VENTURA, Calif. — A project to rehabilitate a 19th century ranch house on one of the Channel Islands off Southern California has led to the discovery of another ancient Native American site in the archipelago, the National Park Service said Tuesday.
Archaeologists discovered stone tools representative of early North American Paleoindians when the main house at the historic Vail & Vicker Ranch on Santa Rosa Island was lifted for construction of a new foundation.
The tools, described as barbed points and crescents, were used for hunting and fishing in the islands, five of which comprise Channel Islands National Park.
“The northern Channel Islands have one of the largest and most significant clusters of early coastal sites in the Americas with more than 100 sites over 7,500 years old,” Jon Erlandson, a University of Oregon expert on ancient coastal archaeology, said in a statement. “We suspect the site is at least 10,000 years old, with evidence of some of the earliest people on the West Coast, the first Americans.”

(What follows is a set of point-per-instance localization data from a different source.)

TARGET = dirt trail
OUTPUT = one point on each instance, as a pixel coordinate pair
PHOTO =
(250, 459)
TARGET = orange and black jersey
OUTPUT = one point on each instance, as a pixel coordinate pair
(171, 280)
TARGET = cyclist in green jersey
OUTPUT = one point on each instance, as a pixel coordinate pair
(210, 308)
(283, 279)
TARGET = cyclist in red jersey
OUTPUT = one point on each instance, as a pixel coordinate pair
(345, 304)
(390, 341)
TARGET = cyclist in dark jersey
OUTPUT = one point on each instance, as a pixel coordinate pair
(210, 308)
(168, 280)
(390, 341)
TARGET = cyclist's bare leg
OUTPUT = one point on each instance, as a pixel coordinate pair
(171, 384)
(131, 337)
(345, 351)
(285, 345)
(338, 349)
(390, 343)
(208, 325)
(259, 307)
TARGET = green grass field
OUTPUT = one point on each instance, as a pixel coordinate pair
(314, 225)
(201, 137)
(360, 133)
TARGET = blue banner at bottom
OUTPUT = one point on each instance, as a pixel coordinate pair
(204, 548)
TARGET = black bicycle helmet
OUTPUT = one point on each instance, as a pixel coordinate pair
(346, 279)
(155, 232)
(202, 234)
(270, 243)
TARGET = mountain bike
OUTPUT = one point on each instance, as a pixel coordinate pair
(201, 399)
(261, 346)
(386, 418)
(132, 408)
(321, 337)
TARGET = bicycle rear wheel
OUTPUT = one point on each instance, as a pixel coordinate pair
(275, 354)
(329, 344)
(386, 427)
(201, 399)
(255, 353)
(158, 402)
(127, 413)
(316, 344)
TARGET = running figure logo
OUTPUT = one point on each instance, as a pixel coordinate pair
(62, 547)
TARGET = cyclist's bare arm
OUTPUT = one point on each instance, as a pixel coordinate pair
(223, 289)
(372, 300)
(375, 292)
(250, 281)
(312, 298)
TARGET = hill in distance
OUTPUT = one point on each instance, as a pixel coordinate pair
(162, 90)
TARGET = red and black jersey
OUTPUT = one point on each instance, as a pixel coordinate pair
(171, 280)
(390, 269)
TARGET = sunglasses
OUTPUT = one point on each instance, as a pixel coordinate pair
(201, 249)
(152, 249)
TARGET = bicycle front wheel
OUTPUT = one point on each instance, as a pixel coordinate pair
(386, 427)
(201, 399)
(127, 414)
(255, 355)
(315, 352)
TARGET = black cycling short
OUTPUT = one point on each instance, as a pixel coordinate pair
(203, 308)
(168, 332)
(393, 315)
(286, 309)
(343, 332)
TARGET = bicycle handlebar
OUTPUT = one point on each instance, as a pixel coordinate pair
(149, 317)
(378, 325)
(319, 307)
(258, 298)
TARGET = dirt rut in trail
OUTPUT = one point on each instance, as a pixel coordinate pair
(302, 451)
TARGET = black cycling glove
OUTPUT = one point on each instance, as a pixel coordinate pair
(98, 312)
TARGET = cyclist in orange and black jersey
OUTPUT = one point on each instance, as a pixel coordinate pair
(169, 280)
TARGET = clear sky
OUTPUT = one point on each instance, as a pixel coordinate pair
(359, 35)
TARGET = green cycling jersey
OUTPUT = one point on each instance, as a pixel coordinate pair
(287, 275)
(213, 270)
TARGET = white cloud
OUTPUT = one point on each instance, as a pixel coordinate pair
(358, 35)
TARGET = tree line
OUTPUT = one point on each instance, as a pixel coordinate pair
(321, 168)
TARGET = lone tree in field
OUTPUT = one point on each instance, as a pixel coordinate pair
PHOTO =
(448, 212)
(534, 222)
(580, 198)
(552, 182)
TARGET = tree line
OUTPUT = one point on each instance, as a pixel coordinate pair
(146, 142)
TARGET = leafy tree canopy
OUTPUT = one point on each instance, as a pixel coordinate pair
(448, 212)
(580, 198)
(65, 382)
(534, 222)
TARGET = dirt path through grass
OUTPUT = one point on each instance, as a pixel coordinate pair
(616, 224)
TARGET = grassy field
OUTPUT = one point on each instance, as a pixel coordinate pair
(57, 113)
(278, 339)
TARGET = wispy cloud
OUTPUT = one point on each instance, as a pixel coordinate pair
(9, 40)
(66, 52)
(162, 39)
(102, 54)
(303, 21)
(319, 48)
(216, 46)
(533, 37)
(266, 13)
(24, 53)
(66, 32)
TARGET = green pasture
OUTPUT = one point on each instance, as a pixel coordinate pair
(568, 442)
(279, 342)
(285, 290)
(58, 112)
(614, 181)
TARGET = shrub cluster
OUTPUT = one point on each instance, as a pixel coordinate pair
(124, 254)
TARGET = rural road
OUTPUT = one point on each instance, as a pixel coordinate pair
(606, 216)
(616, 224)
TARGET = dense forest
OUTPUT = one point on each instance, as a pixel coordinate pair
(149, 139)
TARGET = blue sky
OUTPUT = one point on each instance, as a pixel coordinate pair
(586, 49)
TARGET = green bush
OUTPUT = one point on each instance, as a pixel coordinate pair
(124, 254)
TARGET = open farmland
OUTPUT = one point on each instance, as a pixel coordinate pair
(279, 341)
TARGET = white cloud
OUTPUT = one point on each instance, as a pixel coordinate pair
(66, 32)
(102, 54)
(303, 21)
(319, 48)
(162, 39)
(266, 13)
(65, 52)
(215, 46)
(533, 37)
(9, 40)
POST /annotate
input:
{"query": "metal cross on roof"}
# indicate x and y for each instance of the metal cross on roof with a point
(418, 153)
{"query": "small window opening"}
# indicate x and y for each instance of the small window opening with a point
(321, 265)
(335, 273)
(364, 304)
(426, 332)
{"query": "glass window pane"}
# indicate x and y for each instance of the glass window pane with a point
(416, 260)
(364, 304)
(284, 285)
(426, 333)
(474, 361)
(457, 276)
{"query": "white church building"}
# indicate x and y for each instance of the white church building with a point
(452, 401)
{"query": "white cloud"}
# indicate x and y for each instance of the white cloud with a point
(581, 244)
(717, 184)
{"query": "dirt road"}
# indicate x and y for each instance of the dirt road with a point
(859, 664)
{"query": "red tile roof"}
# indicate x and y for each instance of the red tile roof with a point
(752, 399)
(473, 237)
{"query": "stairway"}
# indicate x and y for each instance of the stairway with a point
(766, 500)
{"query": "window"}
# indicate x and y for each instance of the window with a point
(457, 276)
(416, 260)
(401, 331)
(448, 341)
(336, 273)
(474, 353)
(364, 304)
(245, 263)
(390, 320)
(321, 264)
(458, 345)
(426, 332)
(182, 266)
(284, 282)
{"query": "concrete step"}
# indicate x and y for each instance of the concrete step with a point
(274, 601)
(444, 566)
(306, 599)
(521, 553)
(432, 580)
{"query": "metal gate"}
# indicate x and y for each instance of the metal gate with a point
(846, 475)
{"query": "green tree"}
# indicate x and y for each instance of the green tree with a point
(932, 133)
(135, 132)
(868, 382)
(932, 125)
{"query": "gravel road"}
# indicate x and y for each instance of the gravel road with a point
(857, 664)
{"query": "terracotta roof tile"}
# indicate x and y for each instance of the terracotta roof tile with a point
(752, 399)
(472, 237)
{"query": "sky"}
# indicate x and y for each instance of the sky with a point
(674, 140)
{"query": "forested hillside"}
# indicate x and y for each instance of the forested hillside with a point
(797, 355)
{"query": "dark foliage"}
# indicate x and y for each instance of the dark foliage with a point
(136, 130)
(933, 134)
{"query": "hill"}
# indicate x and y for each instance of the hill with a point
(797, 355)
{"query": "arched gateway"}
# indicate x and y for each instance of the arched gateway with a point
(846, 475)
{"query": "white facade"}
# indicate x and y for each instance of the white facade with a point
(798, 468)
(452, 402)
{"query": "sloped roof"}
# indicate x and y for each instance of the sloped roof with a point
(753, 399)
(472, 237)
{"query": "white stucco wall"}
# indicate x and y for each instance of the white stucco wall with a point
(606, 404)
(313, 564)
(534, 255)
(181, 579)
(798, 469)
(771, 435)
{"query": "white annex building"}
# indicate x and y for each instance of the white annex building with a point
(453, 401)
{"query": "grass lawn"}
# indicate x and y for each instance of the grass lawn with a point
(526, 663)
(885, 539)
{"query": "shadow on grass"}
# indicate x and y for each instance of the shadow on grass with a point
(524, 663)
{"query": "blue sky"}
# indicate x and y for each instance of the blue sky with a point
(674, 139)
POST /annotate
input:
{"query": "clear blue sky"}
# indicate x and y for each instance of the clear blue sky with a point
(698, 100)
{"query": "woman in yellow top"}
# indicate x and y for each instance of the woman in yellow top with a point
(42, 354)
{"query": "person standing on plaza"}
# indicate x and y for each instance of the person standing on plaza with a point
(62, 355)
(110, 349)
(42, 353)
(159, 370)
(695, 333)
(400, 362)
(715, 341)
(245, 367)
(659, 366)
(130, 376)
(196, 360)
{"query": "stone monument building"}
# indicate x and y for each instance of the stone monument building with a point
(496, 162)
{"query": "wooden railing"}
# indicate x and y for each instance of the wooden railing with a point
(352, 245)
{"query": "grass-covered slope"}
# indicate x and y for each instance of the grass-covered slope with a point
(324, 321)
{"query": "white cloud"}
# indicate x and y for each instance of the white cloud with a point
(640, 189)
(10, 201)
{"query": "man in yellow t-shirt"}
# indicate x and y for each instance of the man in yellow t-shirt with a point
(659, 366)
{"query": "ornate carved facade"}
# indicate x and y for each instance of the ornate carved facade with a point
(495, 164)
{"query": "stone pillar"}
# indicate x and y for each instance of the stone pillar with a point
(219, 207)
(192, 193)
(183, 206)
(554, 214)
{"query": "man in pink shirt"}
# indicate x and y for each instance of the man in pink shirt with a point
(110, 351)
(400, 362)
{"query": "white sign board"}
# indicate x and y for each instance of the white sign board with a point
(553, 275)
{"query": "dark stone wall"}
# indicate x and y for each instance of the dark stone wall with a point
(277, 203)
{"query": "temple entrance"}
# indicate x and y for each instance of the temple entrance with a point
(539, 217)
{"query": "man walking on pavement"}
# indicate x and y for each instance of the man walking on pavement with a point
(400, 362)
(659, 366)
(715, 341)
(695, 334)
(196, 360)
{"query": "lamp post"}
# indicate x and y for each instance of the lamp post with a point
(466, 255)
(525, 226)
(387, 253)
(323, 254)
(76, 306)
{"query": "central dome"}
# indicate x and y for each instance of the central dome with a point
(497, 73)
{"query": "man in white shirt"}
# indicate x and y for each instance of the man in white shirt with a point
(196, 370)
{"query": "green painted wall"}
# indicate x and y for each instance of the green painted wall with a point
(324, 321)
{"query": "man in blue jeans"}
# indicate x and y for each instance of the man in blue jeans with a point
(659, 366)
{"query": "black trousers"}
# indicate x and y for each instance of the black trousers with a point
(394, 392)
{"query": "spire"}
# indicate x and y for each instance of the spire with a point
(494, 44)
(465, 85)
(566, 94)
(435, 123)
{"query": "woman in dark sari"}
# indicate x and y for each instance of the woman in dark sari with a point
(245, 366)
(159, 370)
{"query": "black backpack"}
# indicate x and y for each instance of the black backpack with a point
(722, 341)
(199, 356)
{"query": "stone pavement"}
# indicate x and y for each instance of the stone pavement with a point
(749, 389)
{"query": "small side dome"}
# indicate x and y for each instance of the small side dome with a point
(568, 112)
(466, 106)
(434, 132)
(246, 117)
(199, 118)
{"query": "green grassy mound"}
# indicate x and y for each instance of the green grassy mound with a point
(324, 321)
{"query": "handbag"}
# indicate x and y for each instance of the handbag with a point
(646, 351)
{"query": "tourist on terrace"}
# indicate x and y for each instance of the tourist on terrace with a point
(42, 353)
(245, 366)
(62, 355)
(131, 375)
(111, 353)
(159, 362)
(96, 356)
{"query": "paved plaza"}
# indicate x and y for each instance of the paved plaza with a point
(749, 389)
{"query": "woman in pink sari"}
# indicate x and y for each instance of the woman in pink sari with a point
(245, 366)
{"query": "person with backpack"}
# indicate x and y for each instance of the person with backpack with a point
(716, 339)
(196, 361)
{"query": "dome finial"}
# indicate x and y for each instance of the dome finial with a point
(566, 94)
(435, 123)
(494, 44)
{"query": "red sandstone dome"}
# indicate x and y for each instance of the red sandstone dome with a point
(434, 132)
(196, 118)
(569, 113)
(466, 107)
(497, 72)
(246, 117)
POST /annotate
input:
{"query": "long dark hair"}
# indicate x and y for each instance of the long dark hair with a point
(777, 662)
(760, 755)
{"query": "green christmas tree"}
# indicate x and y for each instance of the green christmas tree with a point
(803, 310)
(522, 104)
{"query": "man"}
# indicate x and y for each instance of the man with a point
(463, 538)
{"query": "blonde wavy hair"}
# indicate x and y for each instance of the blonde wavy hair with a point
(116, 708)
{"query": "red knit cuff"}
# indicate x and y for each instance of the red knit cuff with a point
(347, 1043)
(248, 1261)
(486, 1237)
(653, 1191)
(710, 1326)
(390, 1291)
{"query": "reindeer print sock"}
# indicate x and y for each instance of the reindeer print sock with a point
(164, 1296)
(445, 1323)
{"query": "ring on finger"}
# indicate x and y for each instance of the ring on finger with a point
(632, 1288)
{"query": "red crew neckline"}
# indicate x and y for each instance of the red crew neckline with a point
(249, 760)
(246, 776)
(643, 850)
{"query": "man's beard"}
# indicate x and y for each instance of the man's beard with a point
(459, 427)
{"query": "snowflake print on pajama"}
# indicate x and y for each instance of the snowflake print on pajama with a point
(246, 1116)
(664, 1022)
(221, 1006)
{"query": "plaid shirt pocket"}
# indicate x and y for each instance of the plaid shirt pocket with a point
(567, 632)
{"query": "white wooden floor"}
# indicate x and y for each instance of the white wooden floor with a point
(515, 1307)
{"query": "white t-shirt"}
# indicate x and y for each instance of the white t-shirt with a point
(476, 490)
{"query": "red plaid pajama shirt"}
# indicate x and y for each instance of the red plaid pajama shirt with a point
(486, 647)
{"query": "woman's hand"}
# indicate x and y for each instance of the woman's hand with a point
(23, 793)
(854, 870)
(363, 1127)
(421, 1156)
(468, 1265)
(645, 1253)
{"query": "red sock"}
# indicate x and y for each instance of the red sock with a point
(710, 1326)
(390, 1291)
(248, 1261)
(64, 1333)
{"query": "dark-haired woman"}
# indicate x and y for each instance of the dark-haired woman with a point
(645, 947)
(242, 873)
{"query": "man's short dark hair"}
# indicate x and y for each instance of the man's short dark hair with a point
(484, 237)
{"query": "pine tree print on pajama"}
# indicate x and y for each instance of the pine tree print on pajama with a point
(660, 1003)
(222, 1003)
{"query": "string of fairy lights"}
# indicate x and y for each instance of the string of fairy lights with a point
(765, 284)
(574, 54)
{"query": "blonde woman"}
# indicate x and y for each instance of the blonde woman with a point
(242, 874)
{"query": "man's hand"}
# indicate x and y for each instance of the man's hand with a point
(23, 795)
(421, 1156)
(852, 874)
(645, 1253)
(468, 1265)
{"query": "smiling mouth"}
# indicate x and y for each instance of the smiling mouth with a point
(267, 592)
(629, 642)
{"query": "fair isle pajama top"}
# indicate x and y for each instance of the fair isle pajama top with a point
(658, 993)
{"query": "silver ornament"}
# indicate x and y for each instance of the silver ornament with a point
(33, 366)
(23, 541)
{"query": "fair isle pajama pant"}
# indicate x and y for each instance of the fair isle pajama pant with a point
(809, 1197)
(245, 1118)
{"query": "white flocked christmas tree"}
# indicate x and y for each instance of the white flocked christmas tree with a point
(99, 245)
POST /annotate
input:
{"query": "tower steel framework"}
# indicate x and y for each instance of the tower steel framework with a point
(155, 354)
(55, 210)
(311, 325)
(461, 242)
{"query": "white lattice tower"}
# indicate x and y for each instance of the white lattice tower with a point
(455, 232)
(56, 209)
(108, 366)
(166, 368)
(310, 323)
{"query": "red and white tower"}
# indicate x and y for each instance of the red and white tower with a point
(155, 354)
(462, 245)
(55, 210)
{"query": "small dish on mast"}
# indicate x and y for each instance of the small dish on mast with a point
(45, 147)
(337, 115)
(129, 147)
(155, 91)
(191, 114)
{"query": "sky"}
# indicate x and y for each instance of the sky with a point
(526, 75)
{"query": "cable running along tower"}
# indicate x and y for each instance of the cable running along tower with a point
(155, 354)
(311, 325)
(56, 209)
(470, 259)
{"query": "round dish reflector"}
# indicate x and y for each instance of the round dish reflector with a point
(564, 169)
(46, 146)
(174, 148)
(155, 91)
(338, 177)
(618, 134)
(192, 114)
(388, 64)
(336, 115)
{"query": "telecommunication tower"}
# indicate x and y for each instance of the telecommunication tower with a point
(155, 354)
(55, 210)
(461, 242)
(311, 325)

Scientists believe the ancient sites may be evidence of a coastal migration around the North Pacific Rim from northeast Asia to the Americas, the park service said.
Santa Rosa Island is also the site of the 1959 discovery of the so-called Arlington Man, human remains that were subsequently dated to 13,000 years ago and may be the oldest found in North America.
The house where the newly discovered tools were found was constructed sometime after 1869 on a sheep and cattle ranch that operated for more than 150 years.
The rehabilitation, which will turn it into island visitor lodging, has been suspended for the archaeological investigation in conjunction with the Chumash people, Native Americans who historically lived along the central and southern coast of California and on several of the Channel Islands.
Test excavations are being made near the ranch house to determine the extent of ancient deposits.
Channel Islands National Park is headquartered on the mainland in Ventura, about 65 miles (105 kilometers) northwest of downtown Los Angeles. Santa Rosa is the second-largest of the islands, stretching nearly 15 miles (24 kilometers) long and 10 miles (16 kilometers) wide.